Another issue for the afterguards is that it will be very very hard to see if the opposition is on a lift or being knocked. This is firstly because they are likely to be a considerable distance apart, but also because the TWA needs to be aft of the beam before there is any noticeable change in the sheet. Trying to read the trim of a solid wing from any distance away is going to be even harder.
“You can go 30 knots in this direction or 16 knots in that direction without adjusting the sails,” explains Baird. “It is going to be different to look and watch what is going on. There will be more thinking about what you are sailing in and what you are going for to decide how this race is won.”
Our guess is that manoeuvrability will also become a tactic. We suspect that with their solid wing rig, BMW Oracle Racing’s trimaran will be better at turning corners than the Swiss cat and Spithill could use this to his advantage, engaging with Alinghi 5 until they flounder and the tri can sail away.
The first to two format could also change the way teams approach the racing. In this event every race will absolutely count. There can be no mistakes. “In one way you might sail more conservatively. In another way you might sail less conservatively, because it is only one race and you have got to go for it. After the first race, the next one is everything to somebody. In the last Cup we got beaten twice because of our conservative sailing and the lower percentage move won. But then it was alright because you had to win five races. Not this time. If it had been two out of three in the last Cup we would have lost,” states Baird.

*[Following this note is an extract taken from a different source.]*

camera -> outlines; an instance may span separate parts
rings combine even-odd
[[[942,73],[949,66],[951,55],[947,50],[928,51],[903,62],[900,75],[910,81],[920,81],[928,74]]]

A team also will really really not want to get a penalty awarded to them as circling in these boats is “long and painful” as Baird puts it. If a circle does have to be done on the downwind leg then the crews do have the advantage of not having drop their kite/genniker below the gooseneck, as typically required by the match racing rules. This is because both boats have kites on furlers but also because the BMW Oracle Racing tri doesn’t have a goose neck.
The really exciting race of this America’s Cup is certain to be the triangle, for the moments of greatest disaster potential racing these boats is the bear away around the weather mark and reaching. “These boats go upwind really deep downwind without too much trouble,” says Baird. “But somewhere in between there is a big zone of risk and that depends upon the wind speed. If you have 12-14 knots these boats are completely capable of capsizing. [Doing the bear away at the top mark] you have to pay attention with everyone on boards prepared. The sails have to be adjusted in concert with the rudder, and you have to manage where the weight is and the people are and manage the type of turn you do, to keep the boat from putting its nose in.
“When you turn the boat the rudders lift the transom up and that starts the process. It is most efficient to sail fast on one hull, so you are turning the mark, you are lifting with the rudder sticking the bow down, you are accelerated and as you accelerate you get more power because the apparent wind speed builds and the sails get more power and they try to heel you over more. So you have to get to the point where you get down and your righting moment takes over again to accelerate and go down the angle on the downwind leg. But between it is a high risk.”
Roll on 8 February... It's not long now.